Her current medications included:
- Furosemide, 60 mg by mouth two times daily;
- Carvedilol, 12.5 mg by mouth in the morning, 6.25 mg in the evening;
- Amiodarone, 200 mg by mouth daily; and
- Digoxin, 0.125 mg by mouth daily.
Laboratory findings included normal electrolytes, blood urea nitrogen, and serum creatinine. Her hemoglobin was 11.3 gm/L, and her B-type natriuretic peptide (BNP) level was 4,837 pg/ml. Initial cardiac enzymes were negative (troponin I of <0. 03).
Her chest X-ray demonstrated moderate cardiac enlargement with bilateral thickening of subpleural septal lines and blurring of the pulmonary vasculature consistent with developing cardiogenic pulmonary edema. A 12-lead electrocardiogram indicated sinus tachycardia with a rate of 110 beats per minute and nonspecific ST-T wave changes in the inferior leads, but no Q waves were noted. Echocardiography showed severely reduced left ventricular systolic function with severe global hypokinesis of the left ventricle and a measured ejection fraction of 25%-30%. There was no pericardial effusion.
She was admitted to the telemetry floor with the diagnosis of ADHF. She was placed on supplemental oxygen and serial cardiac enzymes, and her electrocardiogram remained negative for injury or ischemia. Intravenous furosemide was initiated at 40 mg every 12 hours. After 24 hours, she was given a bolus of nesiritide (2 mcg/kg), followed by a continuous infusion at 0.01 mcg/kg/min. Cardiac medications were continued, and the dosage of carvedilol was reduced to 6.25 mg by mouth twice daily.
After a period of diuresis, the patient remained highly symptomatic; therefore, a right heart catheterization was done. The hemodynamics indicated a cardiac output of three liters per minute, a right atrial pressure of 20 mm Hg, a right ventricular pressure of 70/20 mm Hg, pulmonary artery pressure of 66/20 mm Hg with a mean pressure of 52 mm Hg, and a pulmonary capillary wedge pressure of 25 mm Hg. (See Figures 1 and 2, p. 23).
Over the next 24 hours, the patient had more than three liters of urine output and was significantly improved. The nesiritide infusion was discontinued after 48 hours of therapy, and the patient was weaned from supplemental oxygen. Lisinopril was started at 2.5 mg daily by mouth. On hospital day four, the patient walked around the nurses’ station without supplemental oxygen, and she was returned to the previous dose of furosemide, 60 mg twice daily.

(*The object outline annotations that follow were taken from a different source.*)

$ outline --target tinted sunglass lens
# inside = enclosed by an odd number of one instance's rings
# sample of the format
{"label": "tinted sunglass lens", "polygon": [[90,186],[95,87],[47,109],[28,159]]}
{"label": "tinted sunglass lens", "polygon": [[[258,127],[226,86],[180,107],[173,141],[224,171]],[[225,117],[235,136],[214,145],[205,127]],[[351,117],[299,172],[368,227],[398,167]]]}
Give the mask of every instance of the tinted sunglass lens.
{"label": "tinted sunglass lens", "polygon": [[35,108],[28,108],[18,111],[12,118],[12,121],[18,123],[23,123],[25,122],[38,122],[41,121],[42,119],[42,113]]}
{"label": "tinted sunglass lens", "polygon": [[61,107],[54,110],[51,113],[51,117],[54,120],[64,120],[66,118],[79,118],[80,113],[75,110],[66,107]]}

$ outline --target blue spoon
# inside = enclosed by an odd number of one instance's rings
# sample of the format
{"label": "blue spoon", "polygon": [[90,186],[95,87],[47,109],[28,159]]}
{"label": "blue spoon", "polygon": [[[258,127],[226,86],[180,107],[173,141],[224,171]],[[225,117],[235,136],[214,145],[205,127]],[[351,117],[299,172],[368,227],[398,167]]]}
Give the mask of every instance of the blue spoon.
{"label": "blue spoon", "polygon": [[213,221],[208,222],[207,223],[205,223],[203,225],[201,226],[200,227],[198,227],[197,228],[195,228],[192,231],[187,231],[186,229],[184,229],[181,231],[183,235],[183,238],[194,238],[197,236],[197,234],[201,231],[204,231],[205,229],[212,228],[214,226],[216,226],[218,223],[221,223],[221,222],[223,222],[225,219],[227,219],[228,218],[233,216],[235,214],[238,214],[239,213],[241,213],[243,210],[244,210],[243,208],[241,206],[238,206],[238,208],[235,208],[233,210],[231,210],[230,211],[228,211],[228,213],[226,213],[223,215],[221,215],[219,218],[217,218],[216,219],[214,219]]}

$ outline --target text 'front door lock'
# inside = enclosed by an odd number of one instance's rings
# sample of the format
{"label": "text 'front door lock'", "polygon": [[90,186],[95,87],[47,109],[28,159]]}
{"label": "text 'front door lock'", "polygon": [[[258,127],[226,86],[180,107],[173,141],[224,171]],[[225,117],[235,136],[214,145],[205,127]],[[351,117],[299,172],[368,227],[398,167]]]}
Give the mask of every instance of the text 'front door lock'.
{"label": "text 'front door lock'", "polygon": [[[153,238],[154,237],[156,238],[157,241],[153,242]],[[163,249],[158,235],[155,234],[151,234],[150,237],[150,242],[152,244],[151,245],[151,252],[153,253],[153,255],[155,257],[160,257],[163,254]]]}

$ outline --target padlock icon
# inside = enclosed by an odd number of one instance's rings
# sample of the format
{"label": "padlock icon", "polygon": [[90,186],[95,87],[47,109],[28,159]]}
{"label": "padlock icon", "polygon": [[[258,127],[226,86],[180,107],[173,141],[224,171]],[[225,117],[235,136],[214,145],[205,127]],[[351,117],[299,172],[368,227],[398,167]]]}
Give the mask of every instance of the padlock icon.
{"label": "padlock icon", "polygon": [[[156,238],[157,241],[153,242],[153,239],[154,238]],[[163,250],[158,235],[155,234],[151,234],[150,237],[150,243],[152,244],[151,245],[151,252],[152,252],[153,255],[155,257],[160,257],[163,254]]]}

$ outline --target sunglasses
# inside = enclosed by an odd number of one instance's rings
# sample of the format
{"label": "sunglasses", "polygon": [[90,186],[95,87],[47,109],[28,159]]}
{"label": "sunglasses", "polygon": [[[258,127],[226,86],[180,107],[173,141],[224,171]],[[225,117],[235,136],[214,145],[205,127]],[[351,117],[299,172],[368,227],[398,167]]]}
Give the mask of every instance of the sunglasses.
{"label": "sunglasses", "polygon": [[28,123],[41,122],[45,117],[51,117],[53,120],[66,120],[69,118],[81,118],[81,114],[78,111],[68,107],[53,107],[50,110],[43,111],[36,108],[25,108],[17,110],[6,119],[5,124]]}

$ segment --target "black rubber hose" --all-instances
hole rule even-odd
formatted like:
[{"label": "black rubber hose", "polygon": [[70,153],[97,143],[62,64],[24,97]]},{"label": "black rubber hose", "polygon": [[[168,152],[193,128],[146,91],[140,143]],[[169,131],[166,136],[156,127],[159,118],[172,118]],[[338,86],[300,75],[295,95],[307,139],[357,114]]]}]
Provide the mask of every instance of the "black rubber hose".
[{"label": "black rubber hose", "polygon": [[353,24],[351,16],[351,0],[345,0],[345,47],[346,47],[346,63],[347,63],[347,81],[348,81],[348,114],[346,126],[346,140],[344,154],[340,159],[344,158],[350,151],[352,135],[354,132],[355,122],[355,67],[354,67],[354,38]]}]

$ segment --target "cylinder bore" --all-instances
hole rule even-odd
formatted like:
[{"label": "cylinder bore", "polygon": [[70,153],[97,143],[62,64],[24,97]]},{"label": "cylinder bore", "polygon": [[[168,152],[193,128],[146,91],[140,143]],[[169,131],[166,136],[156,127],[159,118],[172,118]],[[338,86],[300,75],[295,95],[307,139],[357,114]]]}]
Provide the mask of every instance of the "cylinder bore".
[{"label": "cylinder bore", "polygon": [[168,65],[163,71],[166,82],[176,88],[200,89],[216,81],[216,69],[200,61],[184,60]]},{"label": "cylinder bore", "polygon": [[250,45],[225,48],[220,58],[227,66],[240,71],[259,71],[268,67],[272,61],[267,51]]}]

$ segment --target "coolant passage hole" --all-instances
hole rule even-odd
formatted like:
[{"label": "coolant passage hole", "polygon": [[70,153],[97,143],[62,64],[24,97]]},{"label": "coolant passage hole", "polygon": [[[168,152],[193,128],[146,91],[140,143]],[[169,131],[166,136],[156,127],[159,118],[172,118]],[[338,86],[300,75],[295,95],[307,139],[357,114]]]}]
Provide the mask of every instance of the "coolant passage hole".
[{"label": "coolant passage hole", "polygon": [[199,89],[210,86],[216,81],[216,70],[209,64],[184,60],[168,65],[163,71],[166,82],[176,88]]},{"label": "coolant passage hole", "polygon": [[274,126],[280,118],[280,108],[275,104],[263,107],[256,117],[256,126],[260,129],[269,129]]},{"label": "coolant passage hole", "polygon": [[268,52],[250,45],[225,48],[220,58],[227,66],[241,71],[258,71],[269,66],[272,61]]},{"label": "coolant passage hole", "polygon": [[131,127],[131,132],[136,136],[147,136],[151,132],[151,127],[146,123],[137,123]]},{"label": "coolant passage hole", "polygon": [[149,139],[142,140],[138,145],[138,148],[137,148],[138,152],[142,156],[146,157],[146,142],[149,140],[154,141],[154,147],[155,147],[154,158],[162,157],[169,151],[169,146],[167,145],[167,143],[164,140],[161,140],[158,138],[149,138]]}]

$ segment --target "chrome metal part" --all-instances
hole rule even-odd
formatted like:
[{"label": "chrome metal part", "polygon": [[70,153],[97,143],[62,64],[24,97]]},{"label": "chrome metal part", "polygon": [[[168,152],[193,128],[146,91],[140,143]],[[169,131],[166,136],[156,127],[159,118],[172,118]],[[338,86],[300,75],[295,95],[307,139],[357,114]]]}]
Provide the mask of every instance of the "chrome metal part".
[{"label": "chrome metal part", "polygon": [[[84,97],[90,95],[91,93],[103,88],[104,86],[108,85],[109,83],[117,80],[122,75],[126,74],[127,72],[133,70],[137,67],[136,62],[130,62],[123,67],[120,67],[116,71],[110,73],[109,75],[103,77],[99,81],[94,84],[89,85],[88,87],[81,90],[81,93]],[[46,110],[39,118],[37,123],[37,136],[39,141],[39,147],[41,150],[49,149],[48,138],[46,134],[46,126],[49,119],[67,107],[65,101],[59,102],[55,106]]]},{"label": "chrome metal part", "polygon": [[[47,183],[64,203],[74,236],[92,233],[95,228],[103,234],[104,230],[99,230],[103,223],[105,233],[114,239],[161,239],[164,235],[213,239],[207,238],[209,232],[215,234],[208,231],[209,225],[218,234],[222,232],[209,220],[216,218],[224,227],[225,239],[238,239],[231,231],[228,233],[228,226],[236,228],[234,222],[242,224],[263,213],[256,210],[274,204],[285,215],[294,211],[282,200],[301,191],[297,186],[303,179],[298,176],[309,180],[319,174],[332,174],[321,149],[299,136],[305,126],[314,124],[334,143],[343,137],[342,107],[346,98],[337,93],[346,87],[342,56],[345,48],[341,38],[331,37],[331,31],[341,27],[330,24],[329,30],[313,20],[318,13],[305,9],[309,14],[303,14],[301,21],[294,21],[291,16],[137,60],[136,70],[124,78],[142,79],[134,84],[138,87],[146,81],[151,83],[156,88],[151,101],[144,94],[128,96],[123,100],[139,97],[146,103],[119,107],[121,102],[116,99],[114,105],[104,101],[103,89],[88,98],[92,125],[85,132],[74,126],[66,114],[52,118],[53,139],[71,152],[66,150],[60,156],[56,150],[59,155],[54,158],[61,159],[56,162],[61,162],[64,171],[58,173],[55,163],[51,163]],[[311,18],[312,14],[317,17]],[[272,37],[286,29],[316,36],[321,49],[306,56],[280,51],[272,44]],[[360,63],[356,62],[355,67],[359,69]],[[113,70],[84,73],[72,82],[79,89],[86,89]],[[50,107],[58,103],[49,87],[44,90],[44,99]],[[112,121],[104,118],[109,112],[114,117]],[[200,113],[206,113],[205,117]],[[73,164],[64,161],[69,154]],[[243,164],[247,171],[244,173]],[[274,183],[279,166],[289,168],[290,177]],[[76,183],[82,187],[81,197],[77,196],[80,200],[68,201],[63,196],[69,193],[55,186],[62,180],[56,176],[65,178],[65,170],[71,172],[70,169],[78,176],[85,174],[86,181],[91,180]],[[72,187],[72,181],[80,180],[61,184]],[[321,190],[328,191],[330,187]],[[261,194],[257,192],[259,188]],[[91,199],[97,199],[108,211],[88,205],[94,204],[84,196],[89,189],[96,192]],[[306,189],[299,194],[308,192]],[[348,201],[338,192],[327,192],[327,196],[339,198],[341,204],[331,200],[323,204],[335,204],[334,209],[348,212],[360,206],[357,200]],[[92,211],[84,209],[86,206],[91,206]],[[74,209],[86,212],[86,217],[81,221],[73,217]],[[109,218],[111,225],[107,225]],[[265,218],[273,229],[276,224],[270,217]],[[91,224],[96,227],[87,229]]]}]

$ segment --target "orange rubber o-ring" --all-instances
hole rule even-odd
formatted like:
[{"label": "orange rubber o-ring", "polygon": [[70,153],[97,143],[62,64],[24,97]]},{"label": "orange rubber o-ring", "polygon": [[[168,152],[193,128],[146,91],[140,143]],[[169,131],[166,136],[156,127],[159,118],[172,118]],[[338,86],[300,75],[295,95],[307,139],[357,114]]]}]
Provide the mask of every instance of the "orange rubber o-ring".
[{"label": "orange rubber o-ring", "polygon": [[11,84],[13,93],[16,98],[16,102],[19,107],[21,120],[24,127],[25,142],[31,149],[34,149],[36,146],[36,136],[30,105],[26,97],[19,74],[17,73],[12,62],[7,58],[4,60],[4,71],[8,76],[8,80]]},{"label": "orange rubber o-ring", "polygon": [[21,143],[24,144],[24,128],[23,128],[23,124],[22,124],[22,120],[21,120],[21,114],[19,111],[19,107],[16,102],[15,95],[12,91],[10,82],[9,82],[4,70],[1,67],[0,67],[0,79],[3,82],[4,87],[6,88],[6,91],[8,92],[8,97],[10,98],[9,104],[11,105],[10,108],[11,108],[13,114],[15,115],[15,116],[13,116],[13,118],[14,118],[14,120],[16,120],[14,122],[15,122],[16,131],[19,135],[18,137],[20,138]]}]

The patient was enrolled in the Heart Success Program (HSP), a collaborative interdisciplinary program that is available in the institution for cancer patients with heart failure. She was provided with patient education materials that included educational videotapes on heart failure management, daily weight monitoring, diet, medications, exercise, and the emotional aspects of heart failure. Nurses with heart failure training were available to answer questions for the patient and to provide further instruction for follow-up after the patient’s discharge. The patient improved enough that she was able to enroll in a New York Heart Association (NYHA) class II and was discharged after five days, with a follow-up appointment to the outpatient clinic one week after hospital discharge.
Discussion
This case illustrates the challenges inherent in the diagnosis and management of ADHF in a cancer patient with a known history of heart failure. Rapid assessment is critical in establishing a diagnosis and initiating appropriate intervention. The goals of managing ADHF remain the same regardless of etiology. These include stabilizing the patient, managing acute hemodynamic abnormalities, reversing the symptoms of dyspnea caused by fluid overload, and initiating evidence-based therapies to decrease disease progression and improve survival. The same principles apply—even if the patient has a major comorbidity such as cancer, and suspicion for the diagnosis must remain high.